No ssh2-rsa is not known to be broken, although it's suspected that the NSA can factor some small (<=1024 bits) RSA keys if they really want to.

It's believed that any elliptic curve algorithm that doesn't have a transparent process for choosing the curve points may have been backdoored by the NSA choosing points that they already knew how to factor. If you use those curves, then you're revealing your secrets to the NSA but not to anyone else, because the discrete log problem is still (mostly) just as hard as it ever was.

Specifically, the elliptic curve random number generator in NIST SP 800-90A is believed to have been backdoored by the NSA. For obvious reasons no one has any hard proof, just very strong circumstantial evidence.

You can continue to use SSH2-RSA with decent size (2048 bit as a minimum) keys & AES. Those are not believed to be breakable at the current time, although as ever you can never have absolute certainty in these matters!

[tptacek]

The word "may" is doing a lot of work in the sentence "may have been backdoored". What cryptographers are observing about the NIST P- curves is that it isn't impossible for them to have been backdoored; that there is a plausible technique that NSA could have used, given some an advance in ECC cryptanalysis unknown to public science but known to them, that could result in a backdoor.

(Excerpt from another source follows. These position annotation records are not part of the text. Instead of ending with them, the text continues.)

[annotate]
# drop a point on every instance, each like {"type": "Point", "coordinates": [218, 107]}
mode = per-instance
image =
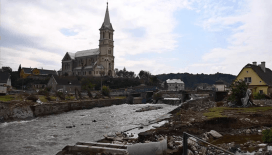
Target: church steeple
{"type": "Point", "coordinates": [106, 24]}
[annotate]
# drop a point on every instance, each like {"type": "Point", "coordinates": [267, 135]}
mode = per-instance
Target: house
{"type": "Point", "coordinates": [204, 86]}
{"type": "Point", "coordinates": [258, 78]}
{"type": "Point", "coordinates": [220, 85]}
{"type": "Point", "coordinates": [36, 73]}
{"type": "Point", "coordinates": [93, 62]}
{"type": "Point", "coordinates": [175, 84]}
{"type": "Point", "coordinates": [5, 82]}
{"type": "Point", "coordinates": [65, 84]}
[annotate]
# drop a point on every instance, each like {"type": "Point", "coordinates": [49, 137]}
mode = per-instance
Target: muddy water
{"type": "Point", "coordinates": [48, 135]}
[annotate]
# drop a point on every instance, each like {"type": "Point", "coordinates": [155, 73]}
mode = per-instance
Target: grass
{"type": "Point", "coordinates": [6, 98]}
{"type": "Point", "coordinates": [218, 111]}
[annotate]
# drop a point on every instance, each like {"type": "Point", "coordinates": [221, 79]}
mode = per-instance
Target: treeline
{"type": "Point", "coordinates": [191, 80]}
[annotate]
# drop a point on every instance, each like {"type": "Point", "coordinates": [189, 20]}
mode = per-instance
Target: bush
{"type": "Point", "coordinates": [238, 91]}
{"type": "Point", "coordinates": [60, 95]}
{"type": "Point", "coordinates": [157, 96]}
{"type": "Point", "coordinates": [258, 96]}
{"type": "Point", "coordinates": [219, 104]}
{"type": "Point", "coordinates": [267, 136]}
{"type": "Point", "coordinates": [43, 92]}
{"type": "Point", "coordinates": [33, 98]}
{"type": "Point", "coordinates": [47, 89]}
{"type": "Point", "coordinates": [105, 91]}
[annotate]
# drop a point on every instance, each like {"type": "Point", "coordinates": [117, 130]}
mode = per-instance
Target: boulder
{"type": "Point", "coordinates": [214, 134]}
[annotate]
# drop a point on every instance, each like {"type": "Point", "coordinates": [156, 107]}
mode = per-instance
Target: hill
{"type": "Point", "coordinates": [191, 80]}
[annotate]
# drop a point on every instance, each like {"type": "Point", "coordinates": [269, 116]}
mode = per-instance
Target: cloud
{"type": "Point", "coordinates": [41, 32]}
{"type": "Point", "coordinates": [250, 40]}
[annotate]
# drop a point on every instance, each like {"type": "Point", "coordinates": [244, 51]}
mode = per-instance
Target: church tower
{"type": "Point", "coordinates": [106, 58]}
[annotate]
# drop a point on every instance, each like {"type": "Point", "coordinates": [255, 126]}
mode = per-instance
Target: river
{"type": "Point", "coordinates": [48, 135]}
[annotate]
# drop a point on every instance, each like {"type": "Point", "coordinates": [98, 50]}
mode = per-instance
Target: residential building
{"type": "Point", "coordinates": [93, 62]}
{"type": "Point", "coordinates": [5, 82]}
{"type": "Point", "coordinates": [221, 85]}
{"type": "Point", "coordinates": [258, 78]}
{"type": "Point", "coordinates": [36, 73]}
{"type": "Point", "coordinates": [204, 86]}
{"type": "Point", "coordinates": [66, 84]}
{"type": "Point", "coordinates": [175, 85]}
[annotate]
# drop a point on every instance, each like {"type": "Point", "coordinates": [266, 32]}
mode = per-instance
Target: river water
{"type": "Point", "coordinates": [48, 135]}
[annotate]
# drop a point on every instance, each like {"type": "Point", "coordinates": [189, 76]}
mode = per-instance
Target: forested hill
{"type": "Point", "coordinates": [191, 80]}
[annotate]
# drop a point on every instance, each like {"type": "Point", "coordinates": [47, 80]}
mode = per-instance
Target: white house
{"type": "Point", "coordinates": [5, 82]}
{"type": "Point", "coordinates": [220, 86]}
{"type": "Point", "coordinates": [175, 85]}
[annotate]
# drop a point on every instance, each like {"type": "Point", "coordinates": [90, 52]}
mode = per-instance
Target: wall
{"type": "Point", "coordinates": [14, 113]}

Everything beyond that is the precautionary principle.

It's also really important to understand the difference between Dual_EC (the random number generator) and the NIST curves. There is much more circumstantial evidence against Dual_EC. Importantly, the potential backdoor in Dual_EC isn't really related to elliptic curves; you can describe a functionally similar backdoored RNG using other public key algorithms.

[pja]

Your glass appears to be half full, mine half empty :)

[tptacek]

No, it's not; the fullness of our glasses is orthogonal to the specific cryptographic issue we're discussing. I would recommend against the NIST P- curves.

One fortunate result of the Snowden disclosures is that for several reasons, some rational and some irrational, the market value of NIST/FIPS certification has plummeted --- it's still an issue if you're selling to the government, but no longer carries security cachet.

As a result, there's minimal upside to adopting cryptographic primitives and constructions simply because they have NIST standards backing them. Which means there's minimal upside to using the NIST curves.

Meanwhile, there are multiple downsides. One of them is the potential for backdoors, but I don't need to reach that issue in my analysis because another is the difficulty of safely implementing curve software with the NIST P-curves.

[chinpokomon]

If that's the standard, mine must be empty.

[acqq]

> If you use those curves, then you're revealing your secrets to the NSA but not to anyone else.

...until some worker or contractor takes their "secret" values for himself, or sells them, or publishes them on the internet. Producing the public standards with the built-in master keys increases possibility of overnight global breakage.

[elliotz]

The public standard shouldn't include the secret values, but rather identify the (verifiable) process for generating the public values, in order to assure people that they were not created from secret values.

See: https://en.wikipedia.org/wiki/Nothing_up_my_sleeve_number

(Or, of course, you could just not publish RNG standards based on public-key crypto ;-)

[acqq]

> The public standard shouldn't include the secret values

It seems there's enough evidence that NSA inserted the secret values in one standard already:

http://en.wikipedia.org/wiki/Dual_EC_DRBG